The new company would be led by Ven Manda, president of Medtronic’s Renal Care Solutions business, and would have a six-person board of directors — two from each company and two outside directors.
The new company will develop kidney care products and solutions, including future home-based products, to make different dialysis treatments more accessible to patients.
Medtronic is expected to contribute its Renal Care Solutions business, which manufactures dialysis catheters and other products and had US$325 million in sales in fiscal year 2022.
According to a securities filing, both companies will also contribute US$200 million in cash to the new venture.
DaVita will make a cash payment to Medtronic as well as non-cash assets to the new company; the contributions, together with contingent payments based on milestones, are worth US$400 million to Medtronic, according to the company.
The two healthcare giants didn’t reveal much else about the planned new company in their announcement, including its name, location, or workforce size.
Chronic kidney disease affects nearly 10% of adults worldwide, amounting to 700 million people. At least 2.6 million of them are currently being treated for kidney failure, a figure that is expected to double by 2030.
There’s no better time for medical device companies to go all-in on developing new dialysis delivery systems and other technologies to treat the most advanced stages of kidney disease.
Disappointing Q4 earnings
Medtronic also reported disappointing fourth-quarter earnings of US$1.48 billion, or US$1.10 per share, compared to US$1.36 billion, or US$1 per share, in the same period last year.
Adjusted earnings per share were US$1.52 per share, lower than the US$1.56 per share expected by analysts.
Revenue fell 1.2 percent to US$8.09 billion, falling short of analysts’ expectations of US$8.4 billion.
According to CEO Geoff Martha, the results were harmed by global supply chain issues, such as China’s crackdown on Covid-19 outbreaks, which caused manufacturing disruptions in that country.
“We understand the root causes, we’re addressing them, and we expect them to resolve over the near-term,” he said.
Looking ahead, the company anticipates organic revenue growth of 4% to 5% in fiscal 2023, with earnings ranging from US$5.53 to US$5.65 per share.
Medtronic also increased its quarterly dividend from 63 cents to 68 cents per share.

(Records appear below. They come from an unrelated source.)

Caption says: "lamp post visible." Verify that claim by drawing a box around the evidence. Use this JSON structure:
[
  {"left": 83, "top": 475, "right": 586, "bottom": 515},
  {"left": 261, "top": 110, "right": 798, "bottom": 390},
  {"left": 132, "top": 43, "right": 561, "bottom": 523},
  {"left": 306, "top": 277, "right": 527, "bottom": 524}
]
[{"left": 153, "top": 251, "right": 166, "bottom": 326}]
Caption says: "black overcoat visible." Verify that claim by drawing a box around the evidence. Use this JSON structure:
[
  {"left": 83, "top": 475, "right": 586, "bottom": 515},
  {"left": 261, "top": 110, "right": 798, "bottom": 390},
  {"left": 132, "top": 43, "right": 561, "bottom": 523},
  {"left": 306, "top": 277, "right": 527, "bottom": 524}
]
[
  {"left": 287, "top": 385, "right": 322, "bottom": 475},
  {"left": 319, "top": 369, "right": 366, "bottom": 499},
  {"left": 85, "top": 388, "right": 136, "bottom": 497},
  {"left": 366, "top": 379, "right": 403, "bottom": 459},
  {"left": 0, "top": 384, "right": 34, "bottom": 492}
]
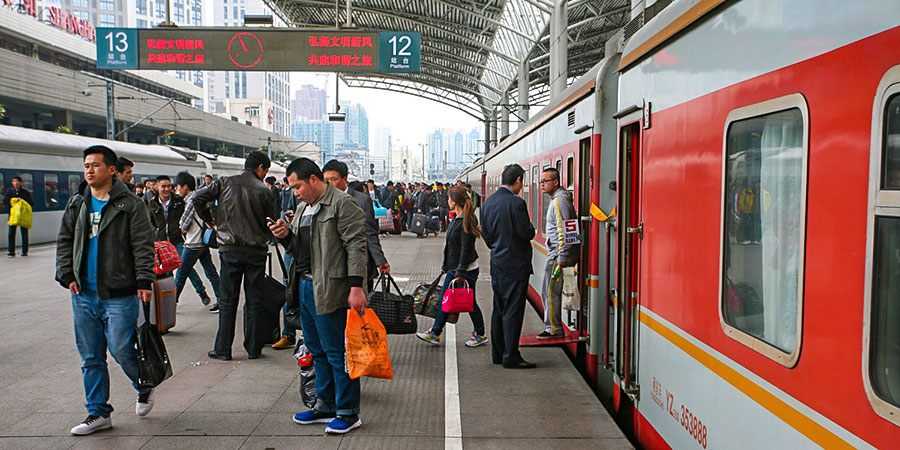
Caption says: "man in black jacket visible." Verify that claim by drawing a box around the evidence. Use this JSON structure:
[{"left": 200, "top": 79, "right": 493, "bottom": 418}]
[
  {"left": 481, "top": 164, "right": 536, "bottom": 369},
  {"left": 56, "top": 145, "right": 156, "bottom": 435},
  {"left": 194, "top": 151, "right": 278, "bottom": 361},
  {"left": 3, "top": 176, "right": 34, "bottom": 258},
  {"left": 149, "top": 175, "right": 210, "bottom": 305}
]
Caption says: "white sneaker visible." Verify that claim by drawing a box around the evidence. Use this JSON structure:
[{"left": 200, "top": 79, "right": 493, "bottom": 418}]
[
  {"left": 134, "top": 391, "right": 155, "bottom": 417},
  {"left": 69, "top": 415, "right": 112, "bottom": 436}
]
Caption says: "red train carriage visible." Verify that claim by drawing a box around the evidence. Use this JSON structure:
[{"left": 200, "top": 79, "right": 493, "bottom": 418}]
[{"left": 463, "top": 0, "right": 900, "bottom": 448}]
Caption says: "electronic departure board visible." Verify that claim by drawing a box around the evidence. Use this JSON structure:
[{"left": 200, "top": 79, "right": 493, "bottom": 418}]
[{"left": 97, "top": 28, "right": 421, "bottom": 73}]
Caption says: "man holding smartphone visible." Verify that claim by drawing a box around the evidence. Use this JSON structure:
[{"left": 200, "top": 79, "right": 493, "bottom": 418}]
[{"left": 194, "top": 152, "right": 276, "bottom": 361}]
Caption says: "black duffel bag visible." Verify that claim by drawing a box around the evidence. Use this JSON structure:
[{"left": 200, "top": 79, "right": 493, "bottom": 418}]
[
  {"left": 368, "top": 273, "right": 417, "bottom": 334},
  {"left": 137, "top": 300, "right": 172, "bottom": 389}
]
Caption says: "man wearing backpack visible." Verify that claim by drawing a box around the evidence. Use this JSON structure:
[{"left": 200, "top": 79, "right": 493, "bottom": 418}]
[{"left": 56, "top": 145, "right": 156, "bottom": 435}]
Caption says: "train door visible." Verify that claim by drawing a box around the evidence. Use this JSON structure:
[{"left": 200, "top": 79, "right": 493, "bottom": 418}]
[{"left": 615, "top": 123, "right": 644, "bottom": 395}]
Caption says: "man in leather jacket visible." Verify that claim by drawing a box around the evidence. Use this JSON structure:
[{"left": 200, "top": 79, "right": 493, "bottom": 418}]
[
  {"left": 56, "top": 145, "right": 156, "bottom": 435},
  {"left": 194, "top": 151, "right": 278, "bottom": 360}
]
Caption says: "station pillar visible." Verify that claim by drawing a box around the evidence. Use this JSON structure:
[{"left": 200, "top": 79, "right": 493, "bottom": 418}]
[
  {"left": 550, "top": 0, "right": 569, "bottom": 99},
  {"left": 516, "top": 59, "right": 528, "bottom": 123}
]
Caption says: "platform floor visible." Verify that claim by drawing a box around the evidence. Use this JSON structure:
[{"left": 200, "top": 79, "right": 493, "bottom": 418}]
[{"left": 0, "top": 233, "right": 632, "bottom": 450}]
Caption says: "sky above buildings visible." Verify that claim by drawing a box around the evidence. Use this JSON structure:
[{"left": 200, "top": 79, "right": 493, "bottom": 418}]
[{"left": 291, "top": 72, "right": 484, "bottom": 154}]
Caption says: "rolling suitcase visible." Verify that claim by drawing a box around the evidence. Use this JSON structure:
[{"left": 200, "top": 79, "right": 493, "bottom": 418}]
[
  {"left": 138, "top": 273, "right": 176, "bottom": 334},
  {"left": 409, "top": 214, "right": 431, "bottom": 234}
]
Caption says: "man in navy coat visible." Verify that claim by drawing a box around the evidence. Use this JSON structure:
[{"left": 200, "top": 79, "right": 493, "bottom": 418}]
[{"left": 481, "top": 164, "right": 536, "bottom": 369}]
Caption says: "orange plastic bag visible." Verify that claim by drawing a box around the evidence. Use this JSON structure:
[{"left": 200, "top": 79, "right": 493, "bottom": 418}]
[{"left": 344, "top": 308, "right": 394, "bottom": 380}]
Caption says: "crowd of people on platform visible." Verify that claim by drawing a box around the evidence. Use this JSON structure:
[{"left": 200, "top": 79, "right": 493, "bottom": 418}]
[{"left": 40, "top": 146, "right": 575, "bottom": 435}]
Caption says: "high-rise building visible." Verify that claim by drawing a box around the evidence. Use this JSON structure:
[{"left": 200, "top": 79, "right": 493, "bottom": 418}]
[
  {"left": 206, "top": 0, "right": 291, "bottom": 136},
  {"left": 291, "top": 120, "right": 336, "bottom": 164},
  {"left": 291, "top": 84, "right": 328, "bottom": 122}
]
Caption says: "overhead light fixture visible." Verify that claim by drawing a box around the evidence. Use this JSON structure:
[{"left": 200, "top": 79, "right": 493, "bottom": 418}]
[
  {"left": 575, "top": 124, "right": 594, "bottom": 134},
  {"left": 244, "top": 14, "right": 275, "bottom": 25}
]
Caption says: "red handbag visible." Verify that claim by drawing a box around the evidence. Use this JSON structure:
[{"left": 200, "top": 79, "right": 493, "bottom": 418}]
[
  {"left": 441, "top": 278, "right": 475, "bottom": 312},
  {"left": 153, "top": 241, "right": 181, "bottom": 275}
]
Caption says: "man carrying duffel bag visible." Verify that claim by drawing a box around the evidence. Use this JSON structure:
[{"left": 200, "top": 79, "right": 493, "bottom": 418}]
[{"left": 56, "top": 145, "right": 156, "bottom": 435}]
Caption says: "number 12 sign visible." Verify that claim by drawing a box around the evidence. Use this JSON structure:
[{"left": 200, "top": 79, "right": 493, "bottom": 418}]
[
  {"left": 97, "top": 28, "right": 138, "bottom": 69},
  {"left": 378, "top": 31, "right": 422, "bottom": 72}
]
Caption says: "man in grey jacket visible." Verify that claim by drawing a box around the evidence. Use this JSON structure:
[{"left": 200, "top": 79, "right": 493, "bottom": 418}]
[
  {"left": 537, "top": 167, "right": 578, "bottom": 339},
  {"left": 269, "top": 158, "right": 368, "bottom": 434},
  {"left": 193, "top": 152, "right": 277, "bottom": 361}
]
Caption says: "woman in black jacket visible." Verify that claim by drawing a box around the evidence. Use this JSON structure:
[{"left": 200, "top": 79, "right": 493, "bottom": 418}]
[{"left": 416, "top": 186, "right": 488, "bottom": 347}]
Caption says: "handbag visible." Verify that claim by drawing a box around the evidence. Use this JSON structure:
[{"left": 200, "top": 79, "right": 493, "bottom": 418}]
[
  {"left": 368, "top": 273, "right": 417, "bottom": 334},
  {"left": 441, "top": 278, "right": 475, "bottom": 312},
  {"left": 136, "top": 300, "right": 172, "bottom": 389},
  {"left": 194, "top": 217, "right": 219, "bottom": 248},
  {"left": 413, "top": 272, "right": 459, "bottom": 323},
  {"left": 153, "top": 241, "right": 181, "bottom": 275}
]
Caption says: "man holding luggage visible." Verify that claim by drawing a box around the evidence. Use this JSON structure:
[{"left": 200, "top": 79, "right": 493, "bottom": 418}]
[
  {"left": 322, "top": 159, "right": 391, "bottom": 292},
  {"left": 56, "top": 145, "right": 156, "bottom": 435},
  {"left": 170, "top": 172, "right": 219, "bottom": 313},
  {"left": 270, "top": 158, "right": 366, "bottom": 434},
  {"left": 537, "top": 167, "right": 578, "bottom": 339},
  {"left": 149, "top": 175, "right": 210, "bottom": 306},
  {"left": 481, "top": 164, "right": 537, "bottom": 369},
  {"left": 3, "top": 176, "right": 34, "bottom": 258},
  {"left": 194, "top": 151, "right": 278, "bottom": 361}
]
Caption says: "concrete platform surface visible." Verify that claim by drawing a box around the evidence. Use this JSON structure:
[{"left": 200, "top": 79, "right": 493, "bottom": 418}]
[{"left": 0, "top": 233, "right": 632, "bottom": 450}]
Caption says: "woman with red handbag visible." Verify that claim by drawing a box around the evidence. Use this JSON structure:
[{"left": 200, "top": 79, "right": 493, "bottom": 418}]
[{"left": 416, "top": 186, "right": 488, "bottom": 347}]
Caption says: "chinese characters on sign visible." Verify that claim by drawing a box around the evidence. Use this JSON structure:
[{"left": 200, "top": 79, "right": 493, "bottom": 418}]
[{"left": 97, "top": 28, "right": 420, "bottom": 72}]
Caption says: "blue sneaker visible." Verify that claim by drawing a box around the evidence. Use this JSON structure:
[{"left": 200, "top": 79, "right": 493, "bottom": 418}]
[
  {"left": 294, "top": 409, "right": 337, "bottom": 425},
  {"left": 325, "top": 416, "right": 362, "bottom": 434}
]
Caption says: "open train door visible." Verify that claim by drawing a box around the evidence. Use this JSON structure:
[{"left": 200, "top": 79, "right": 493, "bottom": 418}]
[{"left": 613, "top": 121, "right": 644, "bottom": 396}]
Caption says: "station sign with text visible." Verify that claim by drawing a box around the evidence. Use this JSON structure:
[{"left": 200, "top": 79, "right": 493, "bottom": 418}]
[{"left": 97, "top": 28, "right": 421, "bottom": 73}]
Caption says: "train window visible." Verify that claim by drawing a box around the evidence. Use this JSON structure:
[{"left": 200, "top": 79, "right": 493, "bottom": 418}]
[
  {"left": 869, "top": 217, "right": 900, "bottom": 407},
  {"left": 16, "top": 172, "right": 35, "bottom": 195},
  {"left": 44, "top": 173, "right": 59, "bottom": 208},
  {"left": 881, "top": 95, "right": 900, "bottom": 190},
  {"left": 69, "top": 175, "right": 81, "bottom": 196},
  {"left": 720, "top": 96, "right": 806, "bottom": 367},
  {"left": 862, "top": 81, "right": 900, "bottom": 425},
  {"left": 530, "top": 164, "right": 541, "bottom": 232}
]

More spinoffs and divestitures expected
Firms like EY (Ernst & Young), which closely monitor trends in the life sciences industries, have predicted that medtech will see a high level of divestitures and spinoff announcements this year.
Notable examples of these trends have been witnessed in the recent past.
Zimmer Biomet recently completed the spin-off of its dental and spine businesses into ZimVie, BD is spinning off its diabetes business, Johnson & Johnson, GE Healthcare, and Bausch Health have all announced significant operational splits, and Cook Medical is selling its reproductive health unit.